13 January 2004, 14:15

Unhappy with bombing verdict family will sue in Strasbourg

Daughters of a woman killed in the 1999 apartment bombings, Tatyana and Alyona Morozov, accused the Russian government of "premeditated murder" and said they will sue for damages in the European Court of Human Rights in Strasbourg.

Tatyana Morozova, 32, has left Russia in 1998 after marrying an American. She lives with her husband and a child in Milwaukee, Wisconsin.

Alyona, 27, is one of the few survivors of the bombing at Guryanov Street. She is a student at the University of Colorado.

The story of the Morozov family, and their lawyer Mikhail Trepashkin became the subject of a new documentary, Disbelief, (http://www.disbelief-film.com), which will debut as the Russian entry at the 2004 Sundance Film Festival opening on January 15 in Park City, Utah.

We call your attention to the statement of the Morozov sisters released by their attorney, P. Joseph Sandoval.
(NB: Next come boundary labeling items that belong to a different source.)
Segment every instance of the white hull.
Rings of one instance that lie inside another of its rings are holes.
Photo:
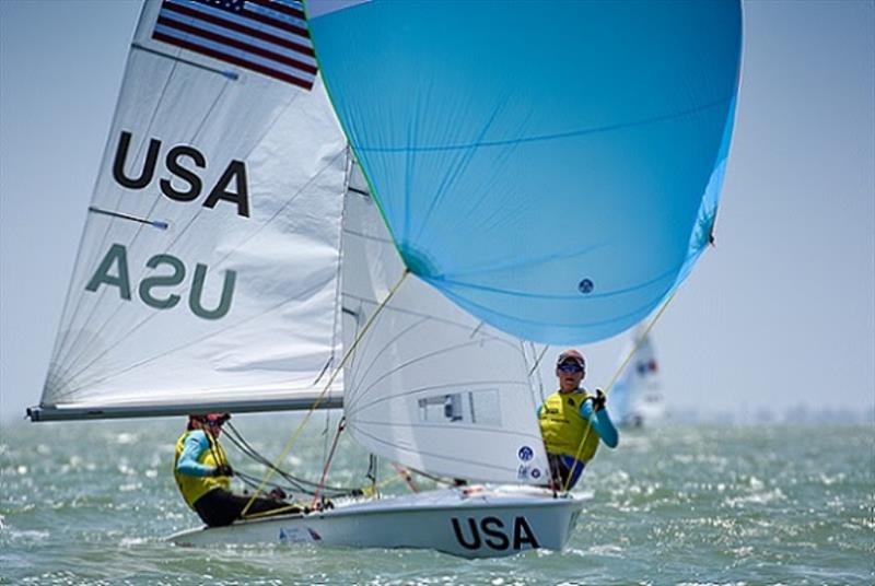
[[[583,506],[581,497],[518,487],[463,487],[395,499],[352,502],[326,512],[283,515],[191,529],[178,546],[296,543],[352,548],[425,548],[463,558],[561,550]]]

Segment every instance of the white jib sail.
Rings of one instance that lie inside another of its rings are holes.
[[[643,327],[635,328],[631,339],[620,354],[626,360],[643,335]],[[653,423],[665,417],[665,401],[660,380],[660,364],[650,335],[645,336],[629,360],[626,368],[611,389],[612,412],[619,423],[640,425]]]
[[[349,348],[404,270],[353,173],[343,218]],[[547,458],[524,344],[409,274],[362,336],[343,379],[347,429],[369,450],[436,474],[544,483]]]
[[[226,16],[180,10],[220,8],[144,5],[43,409],[281,409],[340,352],[348,161],[315,60],[217,49]],[[244,24],[288,45],[288,20]]]

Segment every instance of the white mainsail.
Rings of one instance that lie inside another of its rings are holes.
[[[348,154],[322,79],[160,40],[167,4],[135,34],[38,419],[310,407],[340,353]]]
[[[358,167],[357,167],[358,168]],[[354,173],[343,218],[347,429],[370,452],[418,470],[544,483],[547,458],[524,344],[404,272],[376,204]]]

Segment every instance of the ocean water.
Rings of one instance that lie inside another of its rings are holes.
[[[234,423],[273,458],[300,419]],[[171,476],[183,424],[3,425],[0,584],[875,583],[872,424],[622,433],[576,489],[590,499],[564,551],[472,561],[416,550],[168,544],[163,537],[198,525]],[[314,415],[285,467],[315,480],[332,425]],[[225,445],[236,468],[259,473]],[[339,450],[329,481],[363,485],[366,456],[348,437]]]

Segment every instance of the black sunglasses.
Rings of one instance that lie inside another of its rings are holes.
[[[580,364],[575,364],[573,362],[565,362],[565,363],[560,364],[559,366],[557,366],[557,368],[559,368],[563,373],[582,373],[583,372],[583,366],[581,366]]]

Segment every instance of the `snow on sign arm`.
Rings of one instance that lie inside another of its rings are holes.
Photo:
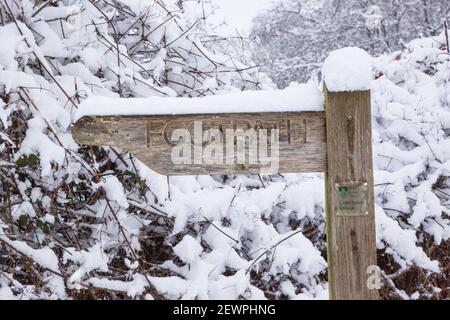
[[[72,134],[164,175],[323,172],[323,103],[312,83],[204,98],[96,97],[81,104]]]
[[[365,91],[372,83],[372,58],[362,49],[348,47],[330,53],[322,68],[328,91]]]
[[[284,90],[243,91],[204,98],[92,97],[81,103],[74,121],[83,116],[175,115],[323,111],[323,94],[314,84]]]

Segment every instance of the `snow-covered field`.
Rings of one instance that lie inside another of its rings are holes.
[[[300,108],[320,108],[321,81],[272,94],[207,5],[67,3],[1,2],[0,299],[327,299],[321,174],[165,177],[121,150],[78,146],[70,131],[98,110],[185,112],[181,97],[205,101],[202,112],[276,111],[278,95],[306,92]],[[372,79],[356,85],[372,90],[382,296],[448,298],[445,36],[370,59]]]

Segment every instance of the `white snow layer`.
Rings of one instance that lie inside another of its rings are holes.
[[[329,91],[364,91],[372,82],[372,58],[362,49],[343,48],[330,53],[322,68]]]
[[[120,99],[94,96],[83,101],[74,121],[83,116],[168,115],[322,111],[319,88],[301,84],[284,90],[233,92],[204,98]]]

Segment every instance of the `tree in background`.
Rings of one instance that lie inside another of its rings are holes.
[[[282,0],[255,19],[255,60],[283,88],[308,80],[332,50],[381,54],[437,35],[449,12],[446,0]]]

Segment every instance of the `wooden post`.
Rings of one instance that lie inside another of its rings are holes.
[[[324,91],[330,298],[378,299],[370,91]]]

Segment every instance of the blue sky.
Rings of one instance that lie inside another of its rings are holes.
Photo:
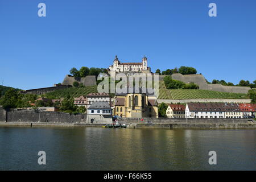
[[[153,72],[191,66],[209,81],[252,82],[255,19],[254,0],[0,0],[0,84],[51,86],[72,67],[108,68],[116,55],[146,55]]]

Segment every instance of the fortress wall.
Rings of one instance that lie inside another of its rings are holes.
[[[200,89],[207,89],[208,84],[205,78],[202,75],[182,75],[180,73],[175,73],[172,75],[174,80],[181,81],[185,83],[194,82],[199,86]]]
[[[94,75],[86,76],[85,77],[76,78],[70,75],[66,75],[63,81],[63,85],[73,85],[74,81],[77,81],[80,83],[82,83],[84,86],[88,86],[96,85],[96,77]]]
[[[251,89],[249,86],[224,86],[221,84],[208,84],[208,87],[210,90],[240,93],[247,93]]]
[[[28,94],[36,94],[36,95],[41,95],[41,94],[45,94],[48,92],[64,89],[69,88],[70,86],[69,86],[69,85],[57,85],[56,86],[46,87],[46,88],[39,88],[39,89],[35,89],[27,90],[25,91],[20,91],[20,93],[23,93],[23,94],[28,93]]]
[[[0,122],[5,122],[6,120],[6,111],[0,106]]]
[[[186,100],[161,100],[158,99],[158,104],[188,103],[188,102],[228,102],[251,103],[250,99],[186,99]]]
[[[159,76],[159,80],[163,80],[166,75]],[[205,78],[202,75],[183,75],[180,73],[175,73],[172,75],[172,78],[181,81],[185,83],[194,82],[199,86],[199,89],[201,90],[208,90],[224,92],[247,93],[250,89],[247,86],[224,86],[221,84],[208,84]]]
[[[7,112],[8,122],[85,122],[87,114],[12,109]]]

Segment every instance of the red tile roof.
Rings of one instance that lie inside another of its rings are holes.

Statement of Tatyana and Yelena [Alyona] Morozova

Yesterday's conclusion of the bombing trial in Moscow left us with feelings of profound dismay and frustration. We believe that justice has not been served, but the continued cover-up of a heinous crime has reached a new horrific proportion.

We do not reach this conclusion lightly, and we are saying this with a heavy heart, but we must speak out - both for the memory of the dead and for the education of the living, and hopefully some day, for the punishment of the guilty.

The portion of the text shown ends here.